But the problems related to the ethnic heterogeneity and solidarist mobilization may become more acute and even bring the two parties to the brink of armed conflict, if a geopolitical entity is incapable of  offering its citizens a viable alternative project. The commentators of aggressive patriotism explain it in a dozen different ways but it is enough to refer to one: it is the easiest way to fill up political vacuum. Just like conversation about weather when there is nothing else to talk about.

There are some indications, that post-modern multiculturalism finds itself under pressure in this vacuum. The source of this pressure can be found in the upper echelons of public opinion where the situation is given intensive thought. Taras Kuzio, seemingly the most learned of commentators, says: “If nation building is not considered as desirable any more, and often criticized, Ukraine will find herself in a disadvantageous situation. This can be understood as follows: if they were allowed to pursue ethnic unification, why aren’t we? Such a dramatic rhetoric reflects total confusion of an elite, squeezed between two authoritative doctrines, not yet recognising that escape from this awkward situation can only be found through an option rather than making a choice between these two doctrines.             

Russia has a stronger tendency than any other country to hide in futuristically stylised passeism. Russia, no less vigorously. than Ukraine is stirring up “national self-consciousness” preferring to argue that its past obsession with its imperial mission caused its week ethnic self-identity, and that this deficit can now be rectified by the country mobilizing now under the banner of its legendary statehood [11].

To avoid such disguised passeism, it is essential to have a well developed method of devising a geopolitical entity. Such a met5hod requires rationally oriented, adequately qualified and strongly opinionated (partisan) government or a charismatic leader with powerful intuition who is capable of breaking with the past himself and  mobilising the will of those whom he is going (promises) to bring out of this past.  

Let us imagine that, one of these is in place. This is still not enough, because such a strategic project is fraught with many dangers – any project, shall we say, is “its own weakest point”

Constructivist voluntarism (bureaucratic or charismatic) may be no less dangerous than an attempt by a situational commonality to imitate retrospectively a certain authoritative pattern of constitutional solidarity. Creative (projective) constructivism, as radical liberals (like F.von Hayek) insist (and not without reason) can produce “lifeless forms” and eventually immensely reduce society’s efficiency in terms of economy, energy, information, or ecology [12].      
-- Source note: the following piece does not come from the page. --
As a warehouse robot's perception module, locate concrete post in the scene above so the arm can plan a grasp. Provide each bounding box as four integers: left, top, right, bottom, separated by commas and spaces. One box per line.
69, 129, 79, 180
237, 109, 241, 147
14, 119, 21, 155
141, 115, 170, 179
Both the narrative and the project have to be emotionally inspiring but they must also have as few obligations and as few details as possible. Their place is alongside arms and colours in the package of national symbols. The project’s rhetoric has to be closer to the slogan and the brand than to the instruction or technical specification. And the imperative behind the project must be not at odds with the imperative imposed on any geopolitical entity by the global geopolitical order.

And this order expects only one thing from all its members: not to become a source of international disorder. The international community doesn’t want excessive geopolitical dynamics; it is oriented around the preservation of the status quo. [13]   

All of this reminds me of a classic joke: An old Jew wonders: What is most important in this war? Some people say the infantry; others say artillery; or tanks; or the aviation…. All rubbish; what’s most important in this war is to stay alive.

 Generally speaking, what is most important for any newly emerging state is to stay alive. For them, the project is more important than any narrative, and current day-to-day policies are more important than the project. According to Renan’s famous  metaphor “a nation is a daily referendum”, which means that nation is a perishable and even ephemeral substance: here today, gont tomorrow. One can say nowadays, paraphrasing this metaphor, that any newly emerging state is an experiment.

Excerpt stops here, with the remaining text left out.